Emily nestled back into him. ‘I would, but I can’t remember half of it,’ she said, glossing over the dream, though it had stirred up in her the disturbing memory of how Jake had been intimate with another woman, years ago now, when they’d only been going out a few months. At the time she’d withdrawn from him, pushed him away because of her emotional vulnerability. He’d felt rejected, though he swore that he hadn’t slept with the woman, that it hadn’t gone that far. She’d believed him and had felt safe with him since. Secure in his embrace at night, listening to the reassuring thrum of his heartbeat, as if the world and all the bad things in it couldn’t touch them.

‘Are you all right?’ she asked, looking up at him. She’d obviously woken him.

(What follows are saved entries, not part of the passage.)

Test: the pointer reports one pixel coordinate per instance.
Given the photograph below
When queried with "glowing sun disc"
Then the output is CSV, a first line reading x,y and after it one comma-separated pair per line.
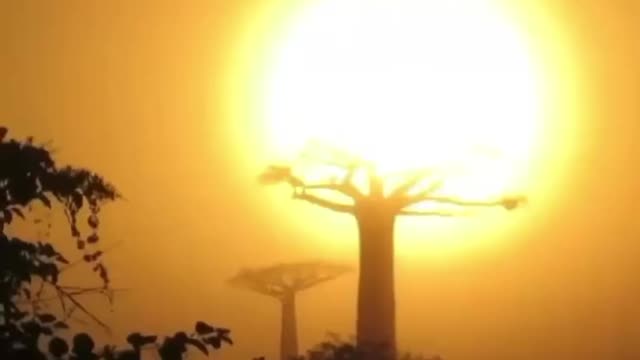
x,y
407,84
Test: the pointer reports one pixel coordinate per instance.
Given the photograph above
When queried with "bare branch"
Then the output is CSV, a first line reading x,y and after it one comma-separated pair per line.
x,y
509,203
78,305
433,213
309,283
345,188
327,204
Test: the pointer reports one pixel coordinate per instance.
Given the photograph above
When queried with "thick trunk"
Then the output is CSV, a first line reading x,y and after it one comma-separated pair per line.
x,y
289,331
376,300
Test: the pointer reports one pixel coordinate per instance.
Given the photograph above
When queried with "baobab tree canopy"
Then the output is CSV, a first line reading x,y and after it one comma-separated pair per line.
x,y
338,181
276,279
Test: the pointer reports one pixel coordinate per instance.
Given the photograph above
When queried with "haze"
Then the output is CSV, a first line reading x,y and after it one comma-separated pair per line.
x,y
138,91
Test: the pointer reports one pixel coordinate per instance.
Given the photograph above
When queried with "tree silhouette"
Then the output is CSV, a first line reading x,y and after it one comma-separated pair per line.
x,y
337,348
339,182
283,282
29,176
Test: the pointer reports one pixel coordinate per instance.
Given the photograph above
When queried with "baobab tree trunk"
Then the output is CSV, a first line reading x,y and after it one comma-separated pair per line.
x,y
288,328
376,332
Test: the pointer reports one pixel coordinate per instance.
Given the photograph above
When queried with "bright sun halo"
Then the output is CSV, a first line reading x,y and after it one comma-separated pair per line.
x,y
407,84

‘Fine. A bit tired.’ He gave her another reassuring smile. He had a nice smile, warm and genuine; it always reached his eyes, making them more sparkling blue than ocean green. They grew darker when he was troubled, as they had been in those dreadful weeks leading up to the day she’d seen him with the woman. She hated that she hadn’t been able to be honest about why she’d drawn away from him. She’d known deep down that she could trust him with her emotions. A man who’d been too shy to ask her out, visiting the café where she’d worked umpteen times on the pretext of studying before he’d plucked up the courage; who’d also had to visibly find the courage to confide in her the terrible tragedy in his own life. That tragedy had made him everything she felt he was, kind and sensitive, but she herself felt so naïve and responsible for what had happened to her. She wished to this day she had told him instead of carrying it around like a stone, living in fear that it would surface.

‘Shoot! Also late, unfortunately,’ he added, his gaze flicking past her towards her alarm clock. ‘I need to be gone. I have that pharmaceutical rep coming before my first patient.’ Pressing a hurried kiss to her forehead, he pulled himself off the bed.

Hell. She’d forgotten about that. Throwing back the duvet, she scrambled out after him and, feeling immediately woozy, placed a hand on the dressing table to steady herself. She clearly was coming down with something. Her mind had been like wet cotton wool lately. She must have forgotten to set her alarm. After an emergency call-out last night, Jake had obviously done the same. He would be exhausted. But now that his father had cut back to two surgeries a week, he had to go in, regardless of how tired he was. As did she. The practice wouldn’t run without them.

Grabbing her dressing gown from the door, while Jake headed fast for the en suite, she listened for sounds of the kids as she pushed her arms into it. They were up, she gathered, judging by Ben’s exasperated tones drifting from the hall. Millie, whom Ben dropped off at school on his way to uni, was undoubtedly keeping him waiting.

Turning to the wardrobe, Emily grabbed the first clothes that came to hand, dumped them on the bed and then headed quickly downstairs. Reaching the hall, she bypassed Millie, who was in front of the hall mirror, layering on the mascara, attempting to look half awake after a heavy night studying at her friend Anna’s house. It had definitely been a heavy night, but Emily suspected it wasn’t studying her daughter had been hard at. Millie’s make-up had been less than immaculate when she’d eventually arrived home, her eyes slightly unfocused. Emily guessed she’d been drinking, which Millie had denied, naturally. The worrying question was where? With her own teenage rebellion in mind, Emily was treading carefully. She didn’t want to set ground rules her daughter would immediately challenge, but she didn’t like the idea of her sneaking off to pubs miles away, meaning she might be at risk if she had to find her way home alone.